Po pierwszym sobotnim półfinale turnieju WTA w Katowicach, to Agnieszka Radwańska miała cieszyć się ze zwycięstwa, a my razem z nią. Niestety, stało się inaczej. Po niezwykle przewrotnym pojedynku, krakowianka przegrała z rozstawioną z nr 4, Alize Cornet 6:0, 2:6, 4:6 i tym samym straciła szansę na pierwszy w karierze tryumf na twardych kortach turnieju rozgrywanym w stolicy województwa śląskiego.
Skuteczna, efektowna, pewna, niesamowita… To tylko niektóre z szerokiej gamy przymiotników, opisujące pierwszy set w wykonaniu Radwańskiej. Długie wymiany i pokazowe akcje, dowodziły o naprawdę dobrym meczu, pomimo tak sromotnej porażki Francuzki w premierowej odsłonie. Przy stanie 4:0, Radwańska dokonała czegoś niewiarygodnego. Po wcześniejszym przełamaniu rywalki, gema z własnym podaniem wygrała na sucho i powtórzyła ten sam wyczyn w szóstym, ostatnim gemie.
Lepszego początku być nie mogło. Wszystko mogło pójść jak z płatka, gdyby nasza rodaczka nie straciła koncentracji i prezentowała tenis jak w pierwszej partii. Isia poczuła się jednak dość pewnie i zaczęła popełniać niepotrzebne błędy, które skrzętnie wykorzystywała jej młodsza rywalka. Po kilkunastu minutach, na tablicy wyników widniał rezultat 0:4, lecz tym razem parzysta cyfra znajdowała się przy nazwisku Francuzki. Sytuacja na korcie obróciła się o 180 stopni i to Cornet nadawała tempo. Po dwóch przełamaniach, Polka wreszcie mogła zdobyć gema serwisowego, ale nie była w stanie dogonić swojej rywalki i powalczyć jeszcze o sukces w drugiej odsłonie meczu.
Obie tenisistki rozpoczęły kluczową partię z nowymi zapasami sił i coraz to większą chęcią wygranej.
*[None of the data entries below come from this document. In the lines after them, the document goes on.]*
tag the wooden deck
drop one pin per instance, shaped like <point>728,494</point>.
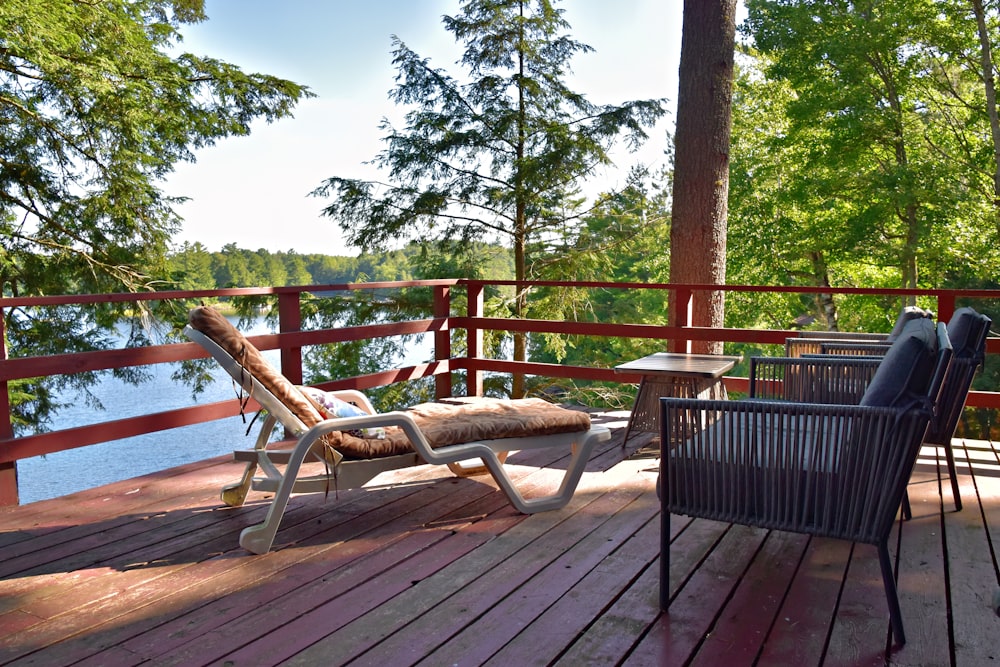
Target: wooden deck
<point>425,568</point>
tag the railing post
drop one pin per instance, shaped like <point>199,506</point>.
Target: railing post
<point>946,307</point>
<point>474,378</point>
<point>8,471</point>
<point>442,339</point>
<point>290,319</point>
<point>680,311</point>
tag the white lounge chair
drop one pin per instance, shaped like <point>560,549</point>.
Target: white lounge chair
<point>527,424</point>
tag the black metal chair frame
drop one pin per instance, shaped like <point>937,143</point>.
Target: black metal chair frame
<point>828,470</point>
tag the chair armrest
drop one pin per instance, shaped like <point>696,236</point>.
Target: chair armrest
<point>827,470</point>
<point>811,379</point>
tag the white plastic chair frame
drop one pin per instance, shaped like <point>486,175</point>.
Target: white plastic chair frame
<point>353,473</point>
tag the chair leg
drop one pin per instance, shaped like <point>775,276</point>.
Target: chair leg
<point>891,596</point>
<point>953,473</point>
<point>664,559</point>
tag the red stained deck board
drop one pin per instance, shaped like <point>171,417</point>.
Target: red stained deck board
<point>388,565</point>
<point>974,577</point>
<point>694,609</point>
<point>921,576</point>
<point>570,617</point>
<point>521,606</point>
<point>462,590</point>
<point>258,569</point>
<point>860,628</point>
<point>798,636</point>
<point>746,620</point>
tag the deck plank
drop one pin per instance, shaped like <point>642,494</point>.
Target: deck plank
<point>738,637</point>
<point>422,567</point>
<point>973,570</point>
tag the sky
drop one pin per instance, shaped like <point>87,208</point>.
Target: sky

Na prowadzenie wysunęła się krakowianka, która najpierw obroniła swoje podanie, aby potem przełamać przeciwniczkę. Niezwykle szybkiego trzeciego gema, również wrzuciła do kieszeni. Tak świetnie prezentująca się polska zawodniczka nie mogła mieć problemów z dalszą owocną grą… Niestety… 24-letnia Cornet wróciła z dalekiej podróży, zdobywając breaka i wyrównując spotkanie. Późniejsza gra naszej najlepszej tenisistki to już pokaz niewymuszonych błędów i gromadzenie piłek, niczym ryb podczas połowu, w siatce. Przy stanie 4:5 dla Francuzki, Radwańska wyrzuciła w aut i tym samym musiała uznać wyższość swojej rywalki, która zagra w jutrzejszym finale turnieju BNP Paribas Katowice Open.